I. L’OCTROI DES QUOTAS SUBORDONNÉ À L’EXERCICE EFFECTIF DE L’ACTIVITÉ AÉRIENNE
La Cour fonde son raisonnement sur une interprétation stricte des textes régissant le système d’échange. Elle en déduit que la délivrance des quotas est conditionnée par le maintien de l’activité (A) et écarte par conséquent les sources de droit qui pourraient suggérer une solution contraire, telles que la confiance légitime ou le préambule de la directive (B).
A. Une interprétation littérale des conditions de délivrance des quotas
La Cour de justice s’attache à l’économie de l’article 3 sexies de la directive 2003/87 pour établir son raisonnement. Ce texte prévoit que l’allocation des quotas est calculée en amont pour l’ensemble d’une période d’échanges, mais leur délivrance est effectuée par tranches annuelles. Le calcul de ces tranches annuelles est explicitement lié à l’activité de l’exploitant, puisque le nombre de quotas est « déterminé en divisant le total des quotas pour la période en question […] par le nombre d’années dans la période pour laquelle cet exploitant d’aéronef réalise une des activités visées à l’annexe I ».
De cette disposition, la Cour tire une conséquence logique et décisive. La réalisation d’activités aériennes soumises au système d’échange ne constitue pas une simple présomption sur laquelle le calcul initial des quotas repose, mais bien une « condition matérielle pour la délivrance effective des tranches annuelles de ces quotas ». La qualité d’« exploitant d’aéronef », définie à l’article 3 de la directive comme la personne qui exploite un aéronef au moment où il effectue une activité aérienne, doit donc perdurer pour justifier la réception des quotas année après année. La cessation des vols entraîne mécaniquement la perte de cette qualité, rendant ainsi l’exploitant inéligible aux délivrances futures de quotas, même si ceux-ci avaient été alloués dans leur totalité au début de la période.
B. Le rejet des arguments fondés sur la confiance légitime et le préambule de la directive
Face à cette interprétation textuelle, l’administrateur judiciaire invoquait le principe de protection de la confiance légitime, estimant que la décision d’allocation initiale avait créé une espérance fondée quant à la réception de l’intégralité des quotas. La Cour rejette cet argument en rappelant que ce principe ne peut être invoqué qu’en présence d’« assurances précises » fournies par l’autorité administrative. Or, la décision d’allocation, dont le régime est encadré par la directive, ne saurait être interprétée comme une garantie de délivrance inconditionnelle, indépendante de la poursuite des activités.
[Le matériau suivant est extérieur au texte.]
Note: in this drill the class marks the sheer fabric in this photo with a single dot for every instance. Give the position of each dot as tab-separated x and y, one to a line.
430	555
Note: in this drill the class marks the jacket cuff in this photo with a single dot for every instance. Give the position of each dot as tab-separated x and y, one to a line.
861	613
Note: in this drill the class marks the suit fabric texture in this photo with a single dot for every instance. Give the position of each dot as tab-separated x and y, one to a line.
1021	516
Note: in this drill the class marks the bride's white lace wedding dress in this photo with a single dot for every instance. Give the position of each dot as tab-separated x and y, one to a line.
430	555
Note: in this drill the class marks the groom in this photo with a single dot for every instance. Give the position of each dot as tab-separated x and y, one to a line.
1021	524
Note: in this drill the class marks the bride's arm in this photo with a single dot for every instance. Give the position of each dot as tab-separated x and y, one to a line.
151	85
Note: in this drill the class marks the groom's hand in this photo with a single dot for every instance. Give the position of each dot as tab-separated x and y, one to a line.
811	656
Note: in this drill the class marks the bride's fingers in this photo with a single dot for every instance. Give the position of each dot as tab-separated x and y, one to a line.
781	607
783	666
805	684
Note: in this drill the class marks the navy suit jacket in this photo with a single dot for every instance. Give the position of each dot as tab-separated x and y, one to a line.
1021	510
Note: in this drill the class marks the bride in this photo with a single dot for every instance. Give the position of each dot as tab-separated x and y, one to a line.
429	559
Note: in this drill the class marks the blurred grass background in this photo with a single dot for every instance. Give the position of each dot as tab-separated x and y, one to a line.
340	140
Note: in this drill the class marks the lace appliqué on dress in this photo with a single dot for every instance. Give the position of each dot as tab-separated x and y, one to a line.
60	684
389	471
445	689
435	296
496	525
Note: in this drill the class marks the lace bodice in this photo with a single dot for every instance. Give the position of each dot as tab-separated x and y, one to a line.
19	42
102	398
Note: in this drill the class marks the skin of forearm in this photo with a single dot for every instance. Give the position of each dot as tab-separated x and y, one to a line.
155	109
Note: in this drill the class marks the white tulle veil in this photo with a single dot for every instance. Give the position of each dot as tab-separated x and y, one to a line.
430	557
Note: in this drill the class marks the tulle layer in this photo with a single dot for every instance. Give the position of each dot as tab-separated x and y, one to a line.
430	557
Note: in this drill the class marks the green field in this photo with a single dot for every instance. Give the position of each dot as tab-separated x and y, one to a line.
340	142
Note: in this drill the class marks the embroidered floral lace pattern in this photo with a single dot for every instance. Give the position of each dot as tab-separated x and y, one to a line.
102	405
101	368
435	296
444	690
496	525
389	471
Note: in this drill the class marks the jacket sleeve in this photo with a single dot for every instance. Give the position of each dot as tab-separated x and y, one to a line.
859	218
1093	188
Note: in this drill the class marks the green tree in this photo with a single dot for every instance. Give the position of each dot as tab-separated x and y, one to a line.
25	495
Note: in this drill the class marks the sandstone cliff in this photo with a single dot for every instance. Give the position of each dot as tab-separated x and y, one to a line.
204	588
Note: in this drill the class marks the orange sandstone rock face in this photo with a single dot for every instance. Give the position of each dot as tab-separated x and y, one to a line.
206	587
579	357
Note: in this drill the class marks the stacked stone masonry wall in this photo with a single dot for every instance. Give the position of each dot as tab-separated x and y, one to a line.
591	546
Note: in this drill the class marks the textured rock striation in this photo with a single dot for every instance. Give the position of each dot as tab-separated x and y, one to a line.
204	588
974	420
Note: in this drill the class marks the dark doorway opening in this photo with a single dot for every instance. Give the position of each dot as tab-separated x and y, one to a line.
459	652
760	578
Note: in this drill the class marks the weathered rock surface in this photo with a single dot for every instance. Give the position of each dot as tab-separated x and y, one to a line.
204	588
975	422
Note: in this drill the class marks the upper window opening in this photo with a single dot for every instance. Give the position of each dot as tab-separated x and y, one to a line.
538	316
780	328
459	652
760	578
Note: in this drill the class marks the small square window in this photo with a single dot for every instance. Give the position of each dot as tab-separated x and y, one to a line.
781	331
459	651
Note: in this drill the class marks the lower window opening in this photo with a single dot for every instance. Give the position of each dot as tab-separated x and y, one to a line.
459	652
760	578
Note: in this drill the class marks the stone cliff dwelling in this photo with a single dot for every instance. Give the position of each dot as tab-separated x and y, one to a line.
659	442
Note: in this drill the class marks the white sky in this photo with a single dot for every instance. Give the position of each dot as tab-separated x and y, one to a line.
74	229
Plus délicate était la question posée par le considérant 20 de la directive 2008/101, qui énonce qu’« [i]l convient que les exploitants d’aéronefs qui cessent leurs activités continuent de recevoir des quotas jusqu’à la fin de la période pour laquelle des quotas ont déjà été attribués à titre gratuit ». Cette phrase semblait soutenir directement la thèse du demandeur. Toutefois, la Cour réaffirme une règle fondamentale de l’interprétation du droit de l’Union : « le préambule d’un acte de l’Union n’a pas de valeur juridique contraignante et ne saurait être invoqué ni pour déroger aux dispositions mêmes de l’acte concerné ». Constatant une contradiction manifeste entre ce considérant et le libellé de l’article 3 sexies, elle choisit de faire prévaloir le corps du texte. Cette position, tout en neutralisant un argument de poids, réaffirme la hiérarchie des normes au sein des actes de l’Union.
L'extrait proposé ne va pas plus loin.